Коммуникатор у Эдика навороченный: хочешь – фотографируй, желаешь снять видеоролик – нет проблем, Интернет – легко и просто, гуляешь в незнакомом месте – не заблудишься, система глобального позиционирования всегда укажет правильный путь…

Но самое-то главное: как же по этой хрени звонить?!

«Сука-а-а!!! В вампиров ему играть… не мог нормальной мобилой обойтись…» – Борис безнадежно давит кнопки незнакомой модели, но на экранчике мигает лишь стандартная заставка «Яндекса»… Господи, ну всего-то набрать две цифры, всего прокричать десять слов…

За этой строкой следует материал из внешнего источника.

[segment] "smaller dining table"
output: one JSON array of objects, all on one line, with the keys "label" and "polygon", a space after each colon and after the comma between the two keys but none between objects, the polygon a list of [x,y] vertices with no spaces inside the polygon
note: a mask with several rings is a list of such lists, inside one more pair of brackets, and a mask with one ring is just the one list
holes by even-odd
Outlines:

Маленькое витражное стекло влетает внутрь комнаты. Рука с загнутыми крючками-пальцами ползет вниз, к замку…

Танька визжит. Отскакивает от дверей. Борис с размаху швыряет проклятый коммуникатор в окно – ни трещинки. Небьющиеся стеклопакеты, пропади они пропадом…

«Надо напасть, надо напасть сейчас, – мелькает у Бориса мысль при виде руки, с трудом проползающей, втискивающейся в узкое отверстие. – Пока он застрял, неужели мы вдвоем…»

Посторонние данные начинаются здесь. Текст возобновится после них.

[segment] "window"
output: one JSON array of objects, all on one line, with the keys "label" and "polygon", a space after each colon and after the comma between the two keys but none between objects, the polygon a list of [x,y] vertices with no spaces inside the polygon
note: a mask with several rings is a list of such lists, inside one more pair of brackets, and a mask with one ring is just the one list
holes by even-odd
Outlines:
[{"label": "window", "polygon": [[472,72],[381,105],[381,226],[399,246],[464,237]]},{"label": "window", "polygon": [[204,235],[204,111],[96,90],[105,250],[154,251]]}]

Он сам не верит себе и знает, что даже вдвоем они ничего не сделают.

– Кладовка, – выдыхает Танька в ухо жарким шепотом, – он не найдет, он же ничего не соображает…

Кладовка – не то сильно разросшийся встроенный шкаф, не то чулан-недомерок – набита всяким барахлом. Здесь тесновато, могут стоять рядом двое, самое большее трое. На дверях, цельных и массивных дверях, ровесниках квартиры, – ни замка, ни задвижки…

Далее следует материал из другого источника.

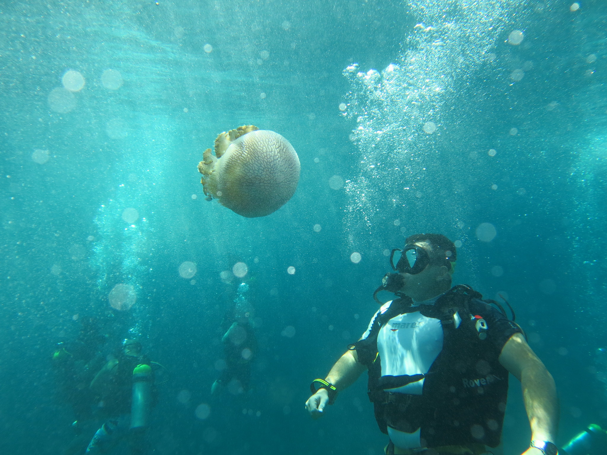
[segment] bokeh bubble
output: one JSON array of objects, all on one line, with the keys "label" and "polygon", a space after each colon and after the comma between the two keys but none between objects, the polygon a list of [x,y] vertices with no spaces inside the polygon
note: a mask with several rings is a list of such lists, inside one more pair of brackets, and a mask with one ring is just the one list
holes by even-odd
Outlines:
[{"label": "bokeh bubble", "polygon": [[37,163],[39,164],[44,164],[50,158],[49,154],[49,150],[41,150],[40,149],[36,149],[34,150],[34,152],[32,153],[32,160],[34,163]]},{"label": "bokeh bubble", "polygon": [[122,75],[117,70],[108,69],[101,73],[101,85],[107,90],[118,90],[124,83]]},{"label": "bokeh bubble", "polygon": [[432,134],[436,130],[436,124],[434,122],[426,122],[424,124],[424,132]]},{"label": "bokeh bubble", "polygon": [[132,224],[139,219],[139,212],[132,207],[124,209],[122,211],[122,219],[129,224]]},{"label": "bokeh bubble", "polygon": [[112,308],[119,311],[126,311],[135,305],[137,300],[137,293],[131,285],[120,283],[112,288],[107,297]]},{"label": "bokeh bubble", "polygon": [[341,189],[344,186],[344,179],[339,175],[333,175],[329,179],[329,186],[331,189]]},{"label": "bokeh bubble", "polygon": [[476,238],[481,241],[491,241],[497,234],[495,226],[490,223],[481,223],[476,227]]},{"label": "bokeh bubble", "polygon": [[525,73],[523,70],[517,69],[510,73],[510,78],[515,82],[518,82],[523,79],[524,75]]},{"label": "bokeh bubble", "polygon": [[523,42],[524,35],[520,30],[513,30],[508,35],[508,43],[512,46],[518,46]]},{"label": "bokeh bubble", "polygon": [[75,261],[81,261],[86,256],[86,249],[82,245],[72,245],[70,247],[70,257]]},{"label": "bokeh bubble", "polygon": [[204,420],[211,414],[211,406],[206,403],[201,403],[196,406],[195,413],[197,417],[201,420]]},{"label": "bokeh bubble", "polygon": [[196,265],[189,261],[182,262],[179,266],[179,275],[181,278],[191,278],[196,274]]},{"label": "bokeh bubble", "polygon": [[287,338],[293,338],[295,336],[295,328],[292,325],[288,325],[280,332],[280,335]]},{"label": "bokeh bubble", "polygon": [[61,78],[63,86],[70,92],[80,92],[84,87],[84,76],[80,71],[66,71]]},{"label": "bokeh bubble", "polygon": [[249,272],[249,268],[244,262],[237,262],[232,268],[232,273],[239,278],[242,278]]},{"label": "bokeh bubble", "polygon": [[59,113],[67,113],[76,107],[76,96],[63,87],[53,89],[47,98],[49,107]]}]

…Танька жмется к нему в темноте, не обращает внимания на липкую, заблеванную рубашку; он отталкивает ее и шарит руками по стоящему на полу и на полках хламу…

«Подпереть… подпереть дверь… родители совсем скоро приедут… не сожрет же он их четверых разом…»

Под руки попадаются лыжные палки, Борис лихорадочно пихает их в массивную дверную ручку, а в комнате щелкает замок и снова топают шаги – удивительно тяжелые для худенького двенадцатилетнего мальчика.